CCA donated nearly $180,000 to politicians for federal elections during 2004. DeLay received $4,500 for political contributions from CCA in 2004, while Rogers received $6,000. CCA is the largest, for profit, private prison company in the world with more than 65,000 prisoners under its control. Despite a long history of scandal, deaths and mismanagement, the company continues to thrive due in large part to the political largesse bought by its campaign donations and political lobbying.
Jonathan Grella, DeLay’s spokesman, says DeLay Foundation donors receive no political favors in return for their contributions. DeLay’s critics disagree, claiming he has blurred the line between political and charitable contributions.
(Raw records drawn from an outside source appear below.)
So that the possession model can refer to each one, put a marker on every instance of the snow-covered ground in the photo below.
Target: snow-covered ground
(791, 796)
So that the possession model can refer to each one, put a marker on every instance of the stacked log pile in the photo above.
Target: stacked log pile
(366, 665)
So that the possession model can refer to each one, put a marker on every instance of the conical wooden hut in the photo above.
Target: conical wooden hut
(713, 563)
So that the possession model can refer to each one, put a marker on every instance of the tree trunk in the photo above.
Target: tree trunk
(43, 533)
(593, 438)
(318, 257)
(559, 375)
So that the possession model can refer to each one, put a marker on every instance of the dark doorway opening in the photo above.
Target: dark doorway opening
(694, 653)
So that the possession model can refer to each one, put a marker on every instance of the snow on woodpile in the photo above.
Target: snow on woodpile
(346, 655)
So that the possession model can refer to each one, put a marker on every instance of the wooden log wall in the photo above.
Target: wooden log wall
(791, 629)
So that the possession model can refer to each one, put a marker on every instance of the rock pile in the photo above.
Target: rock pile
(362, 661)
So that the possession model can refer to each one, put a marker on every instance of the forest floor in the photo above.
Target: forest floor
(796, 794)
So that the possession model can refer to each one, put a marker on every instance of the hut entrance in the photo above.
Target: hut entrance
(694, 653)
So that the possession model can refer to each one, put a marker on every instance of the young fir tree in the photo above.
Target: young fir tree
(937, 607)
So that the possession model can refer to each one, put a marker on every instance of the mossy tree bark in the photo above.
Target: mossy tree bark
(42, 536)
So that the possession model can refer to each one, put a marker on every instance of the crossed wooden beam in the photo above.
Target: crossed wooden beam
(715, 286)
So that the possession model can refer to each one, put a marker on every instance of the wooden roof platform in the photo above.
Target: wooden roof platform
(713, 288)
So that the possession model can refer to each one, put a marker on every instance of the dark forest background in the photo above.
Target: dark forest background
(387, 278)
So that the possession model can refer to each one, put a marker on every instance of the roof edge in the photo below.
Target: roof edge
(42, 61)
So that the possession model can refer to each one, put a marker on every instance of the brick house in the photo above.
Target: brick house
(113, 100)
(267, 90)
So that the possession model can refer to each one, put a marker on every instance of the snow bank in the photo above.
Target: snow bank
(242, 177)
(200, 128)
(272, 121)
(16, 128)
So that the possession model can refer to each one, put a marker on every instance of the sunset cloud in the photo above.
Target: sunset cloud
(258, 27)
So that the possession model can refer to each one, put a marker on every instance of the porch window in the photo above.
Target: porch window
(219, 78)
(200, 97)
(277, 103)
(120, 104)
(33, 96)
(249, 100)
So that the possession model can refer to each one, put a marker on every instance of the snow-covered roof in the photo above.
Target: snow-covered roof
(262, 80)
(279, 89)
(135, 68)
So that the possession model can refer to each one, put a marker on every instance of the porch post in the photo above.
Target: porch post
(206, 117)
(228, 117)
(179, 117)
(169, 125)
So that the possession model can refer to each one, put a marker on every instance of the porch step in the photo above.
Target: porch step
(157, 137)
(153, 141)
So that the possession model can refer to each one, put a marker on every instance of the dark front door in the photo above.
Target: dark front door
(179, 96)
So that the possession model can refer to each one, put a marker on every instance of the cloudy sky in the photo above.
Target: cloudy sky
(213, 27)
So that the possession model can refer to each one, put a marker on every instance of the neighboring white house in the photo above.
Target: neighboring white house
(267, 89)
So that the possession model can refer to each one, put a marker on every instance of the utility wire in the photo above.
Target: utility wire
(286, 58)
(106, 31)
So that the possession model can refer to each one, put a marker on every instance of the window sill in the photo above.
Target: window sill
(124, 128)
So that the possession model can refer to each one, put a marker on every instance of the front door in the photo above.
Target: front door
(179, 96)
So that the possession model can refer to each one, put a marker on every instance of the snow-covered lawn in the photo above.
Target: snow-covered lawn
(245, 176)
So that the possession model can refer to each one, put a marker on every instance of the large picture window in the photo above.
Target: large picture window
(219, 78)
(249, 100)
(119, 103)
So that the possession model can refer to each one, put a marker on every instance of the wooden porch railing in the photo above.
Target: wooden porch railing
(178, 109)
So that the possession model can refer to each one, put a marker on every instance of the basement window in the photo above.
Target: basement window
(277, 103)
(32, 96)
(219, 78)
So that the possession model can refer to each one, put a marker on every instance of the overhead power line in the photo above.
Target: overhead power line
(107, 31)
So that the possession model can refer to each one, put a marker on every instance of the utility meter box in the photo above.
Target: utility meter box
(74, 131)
“These political foundations have become methods for well-heeled corporate executives, lobbyists and others to purchase influence and face time with top politicians, and without the limits or disclosure required of campaign donations or lobbying,” according to Rick Cohen, executive director of the National Committee for Responsible Philanthropy.
Meanwhile, DeLay has generated more controversy by accepting seven donations to his defense fund from lobbyists or law firms registered to lobby in Congress. House rules enacted in 1996 prohibit such contributions.
“It’s a clear-cut violation of House rules,” said Conor Kenny of Public Citizen, a watchdog group that has frequently criticized DeLay’s fundraising.
Lobbyist Vin Webber, who contributed $1,000 to the defense fund, and law firm Locke, Liddell & Sapp, which contributed $2,500, both said they were unaware of the rule. Brent Perry, trustee of the legal defense fund, said that Weber’s and Locke, Liddell’s checks would be returned. However, the other five checks cited by Public Citizen would not be returned because they were signed by the wives of the lobbyists, not the lobbyists themselves.
“Obviously we take great care in making sure that we abide by the rules,” said Grella.
Public Citizen is also investigating $23,000 in legal defense fund contributions from Reliant Energy and Bacardi USA, both of which are being investigated for possible illegal fund raising by a DeLay political committee in Texas, the members of which were indicted on September 21, 2004. Of course rule violations have not been a problem for DeLay in the past: he just had the House change those pesky rules. That’s what he did in 2003 when the rules were changed to allow representatives to accept free vacations from lobbyists and corporate executives so long as the vacations are connected to charity events like the DeLayfoundation-sponsored golf tournaments held in Texas and Florida. Seems DeLay likes using charitable organizations to dodge the fund-raising rules.